Oud Wood's gentler character makes it the more versatile day-to-day option, but this same polish can feel too safe for wearers who appreciate Fan Your Flames' darker, more demanding register.
4. Fragrenza Alternative: Wood Oud
Wood Oud distils Oud Wood's refined, accessible take on oud into an everyday-affordable format. The warm spice-and-rosewood framework is cleanly executed, and the oud note provides the same grounding quality as the Tom Ford original, making it a natural entry point for the oud category at a manageable price.
5. Maison Francis Kurkdjian Oud Satin Mood
Oud Satin Mood approaches the oud territory of Fan Your Flames from a softer, more romantic angle. The violet-and-rose opening gives the oud a floral counterpoint that Fan Your Flames entirely avoids, but the underlying material — Laotian oud over benzoin and amber — is closely related. The result is a fragrance that shares Fan Your Flames' fundamental luxury orientation while replacing its leather-and-incense darkness with something warmer and more immediately seductive.
MFK pricing and the very strong projection of Oud Satin Mood mean it commands careful consideration for purchase and careful application for wear.
6. Fragrenza Alternative: Oud Raso
Oud Raso captures Oud Satin Mood's smooth, warm oud-and-amber richness at accessible pricing. The floral-oud accord is faithfully rendered, providing the same sense of enveloping luxury as the MFK original and offering an excellent counterpoint to Fan Your Flames' more austere character in the same oud-oriental family.
7. Nasomatto Black Afgano
Black Afgano engages Fan Your Flames' leather-and-incense DNA most directly of all. The cannabis-resin-and-incense accord over oud and leather is a deliberately raw, primal construction that makes no concessions to approachability — and in that shared refusal to compromise, Black Afgano and Fan Your Flames are close kin. Black Afgano is earthier, louder, and more confrontational; Fan Your Flames is more controlled. Both are outstanding choices for wearers who want their fragrance to leave an impression.

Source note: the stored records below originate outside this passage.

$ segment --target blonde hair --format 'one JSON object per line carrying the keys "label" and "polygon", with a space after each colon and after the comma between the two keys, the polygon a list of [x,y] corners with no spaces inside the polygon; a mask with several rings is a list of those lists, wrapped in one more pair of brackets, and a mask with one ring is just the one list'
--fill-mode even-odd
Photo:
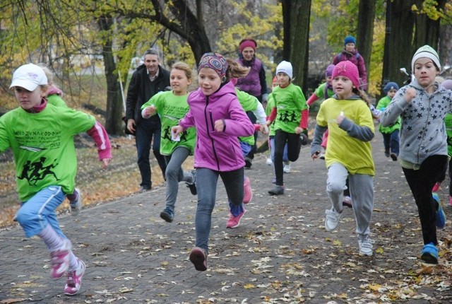
{"label": "blonde hair", "polygon": [[171,69],[177,69],[177,70],[180,70],[180,71],[182,71],[185,72],[185,76],[186,76],[186,78],[188,79],[189,79],[189,80],[192,80],[192,78],[193,78],[193,70],[191,69],[190,66],[189,66],[185,62],[175,62],[171,66]]}
{"label": "blonde hair", "polygon": [[230,58],[226,58],[227,69],[226,69],[226,81],[232,78],[242,78],[248,75],[250,68],[243,66]]}

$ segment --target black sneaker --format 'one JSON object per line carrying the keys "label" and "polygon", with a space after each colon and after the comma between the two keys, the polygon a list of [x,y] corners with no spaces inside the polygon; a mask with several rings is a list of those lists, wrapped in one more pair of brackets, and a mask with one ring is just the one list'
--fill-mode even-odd
{"label": "black sneaker", "polygon": [[284,186],[275,185],[273,189],[268,190],[268,194],[270,195],[281,195],[284,194]]}
{"label": "black sneaker", "polygon": [[174,212],[168,208],[165,208],[165,210],[160,212],[160,217],[168,223],[171,223],[174,219]]}
{"label": "black sneaker", "polygon": [[190,172],[193,175],[193,182],[185,182],[185,184],[186,187],[190,189],[190,192],[191,192],[193,195],[196,195],[198,194],[198,191],[196,191],[196,170],[192,170]]}

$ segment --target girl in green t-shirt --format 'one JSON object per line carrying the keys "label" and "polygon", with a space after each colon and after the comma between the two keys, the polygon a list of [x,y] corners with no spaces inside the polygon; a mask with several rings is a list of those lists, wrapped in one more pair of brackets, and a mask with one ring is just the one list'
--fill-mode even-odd
{"label": "girl in green t-shirt", "polygon": [[167,163],[167,194],[166,206],[160,213],[160,217],[169,223],[172,222],[174,218],[179,182],[186,182],[191,194],[196,195],[196,171],[187,172],[182,169],[184,161],[189,156],[193,155],[196,131],[195,128],[189,128],[177,138],[171,132],[171,128],[177,126],[179,119],[189,112],[186,99],[192,74],[188,64],[176,62],[172,65],[170,74],[172,90],[155,95],[141,107],[143,118],[149,118],[158,114],[162,121],[160,154],[165,157]]}

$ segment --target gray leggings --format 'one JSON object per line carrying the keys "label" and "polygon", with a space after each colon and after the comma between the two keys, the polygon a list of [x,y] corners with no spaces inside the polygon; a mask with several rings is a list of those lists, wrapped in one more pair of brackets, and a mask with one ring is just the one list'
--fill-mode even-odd
{"label": "gray leggings", "polygon": [[370,233],[369,225],[374,209],[374,177],[365,174],[349,174],[347,168],[339,163],[330,165],[326,193],[336,211],[343,210],[343,190],[347,189],[347,177],[357,224],[356,233],[358,238],[364,240]]}
{"label": "gray leggings", "polygon": [[167,163],[165,175],[167,178],[167,207],[174,211],[176,199],[179,192],[179,182],[192,182],[191,173],[182,170],[182,163],[190,155],[190,150],[185,147],[176,148],[172,153],[165,156]]}

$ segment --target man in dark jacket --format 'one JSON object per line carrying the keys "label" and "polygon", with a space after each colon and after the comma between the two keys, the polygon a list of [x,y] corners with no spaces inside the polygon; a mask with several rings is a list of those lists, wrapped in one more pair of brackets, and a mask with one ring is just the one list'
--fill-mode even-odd
{"label": "man in dark jacket", "polygon": [[141,192],[150,190],[152,187],[149,154],[153,137],[153,152],[164,177],[166,169],[165,158],[160,152],[160,119],[158,115],[153,115],[146,119],[141,116],[143,104],[158,92],[167,90],[170,87],[170,72],[159,63],[158,52],[153,49],[148,49],[144,54],[144,64],[133,72],[127,90],[126,119],[127,129],[135,135],[137,163],[141,175]]}

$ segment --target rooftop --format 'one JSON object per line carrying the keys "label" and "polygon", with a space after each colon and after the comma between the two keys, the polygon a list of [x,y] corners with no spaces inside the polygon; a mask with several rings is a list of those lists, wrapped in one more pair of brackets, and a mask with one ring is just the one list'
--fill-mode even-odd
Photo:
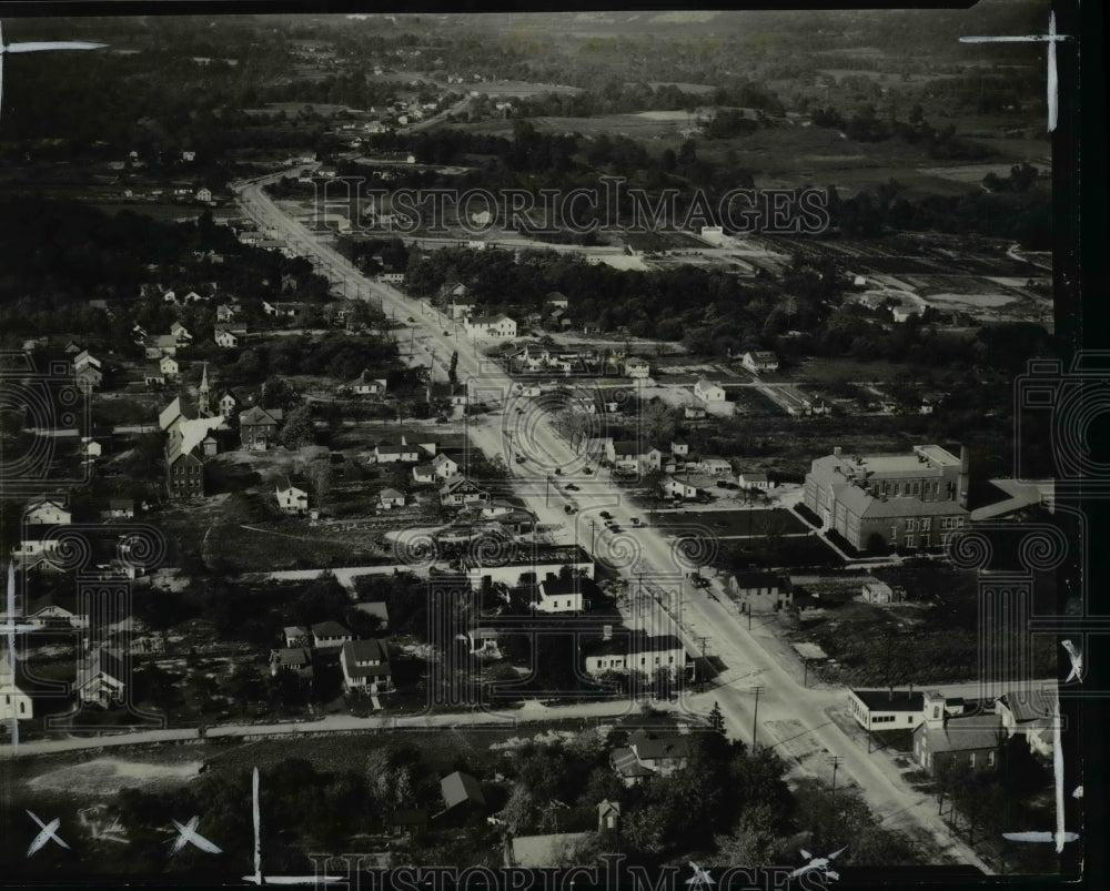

Black Afgano's very challenging opening accord and its polarising cannabis-resin note make it a fragrance that requires prior experience with dark orientals before committing to a full bottle.
8. Fragrenza Alternative: Incense Memoir Man
Incense Memoir Man delivers Black Afgano's dark incense-and-leather intensity in a more wearable, approachable format that maintains the deep, resinous character connecting it to Fan Your Flames' olfactive universe. The incense note is smoky and substantial, the leather base gives excellent projection, and the overall effect is compelling without the demanding edge of the Nasomatto original.
9. Montale Black Aoud
Black Aoud earns 5/10: it shares Fan Your Flames' oud-and-leather framework but orients the composition around a prominent rose accord that Fan Your Flames entirely omits. The result is darker and more floral — Montale's signature approach to oud is denser and more obviously Middle Eastern than Fan Your Flames' drier European execution. For wearers who love Fan Your Flames but want to explore the oud-rose axis, Black Aoud is a natural next step.

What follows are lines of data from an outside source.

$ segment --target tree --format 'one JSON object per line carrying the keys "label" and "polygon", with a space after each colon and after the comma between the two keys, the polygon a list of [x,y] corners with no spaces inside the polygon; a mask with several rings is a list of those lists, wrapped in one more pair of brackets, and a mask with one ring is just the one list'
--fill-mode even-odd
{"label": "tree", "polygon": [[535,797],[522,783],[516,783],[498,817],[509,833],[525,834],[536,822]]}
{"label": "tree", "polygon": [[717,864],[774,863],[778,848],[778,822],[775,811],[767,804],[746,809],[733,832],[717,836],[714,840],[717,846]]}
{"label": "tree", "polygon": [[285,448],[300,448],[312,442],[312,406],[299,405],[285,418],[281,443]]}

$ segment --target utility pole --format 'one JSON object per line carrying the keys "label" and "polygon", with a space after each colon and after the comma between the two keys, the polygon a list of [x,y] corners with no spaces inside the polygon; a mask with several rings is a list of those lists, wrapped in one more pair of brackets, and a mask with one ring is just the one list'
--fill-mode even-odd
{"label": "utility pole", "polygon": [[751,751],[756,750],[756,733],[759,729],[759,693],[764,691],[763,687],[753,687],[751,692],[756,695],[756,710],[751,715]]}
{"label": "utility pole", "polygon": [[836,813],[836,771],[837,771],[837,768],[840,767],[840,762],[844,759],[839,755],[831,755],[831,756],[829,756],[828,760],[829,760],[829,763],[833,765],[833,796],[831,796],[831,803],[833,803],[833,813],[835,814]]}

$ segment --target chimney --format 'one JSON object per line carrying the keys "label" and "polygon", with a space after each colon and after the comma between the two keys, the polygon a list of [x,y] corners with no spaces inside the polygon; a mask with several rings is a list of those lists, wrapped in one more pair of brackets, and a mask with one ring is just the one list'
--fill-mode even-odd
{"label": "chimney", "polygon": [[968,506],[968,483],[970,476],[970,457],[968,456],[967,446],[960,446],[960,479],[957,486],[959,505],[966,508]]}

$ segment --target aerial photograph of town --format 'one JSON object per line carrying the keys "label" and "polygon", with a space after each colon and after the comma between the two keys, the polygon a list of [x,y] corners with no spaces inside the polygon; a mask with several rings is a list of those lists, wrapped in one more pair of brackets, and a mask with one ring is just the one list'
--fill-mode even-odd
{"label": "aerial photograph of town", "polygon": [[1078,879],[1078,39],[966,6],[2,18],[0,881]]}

10. Serge Lutens Borneo 1834
Borneo 1834 scores 4/10 by sharing the incense-and-wood foundation of Fan Your Flames while replacing oud with an unusual patchouli-and-cocoa accord. Serge Lutens' Indonesian-inspired composition is dark, earthy, and deliberate — qualities it shares with Fan Your Flames — but the specific vocabulary is different: camphor, cocoa, and patchouli rather than oud, leather, and frankincense. Consider it a tangential suggestion for the same wearer on a day when the full oud experience feels like too much.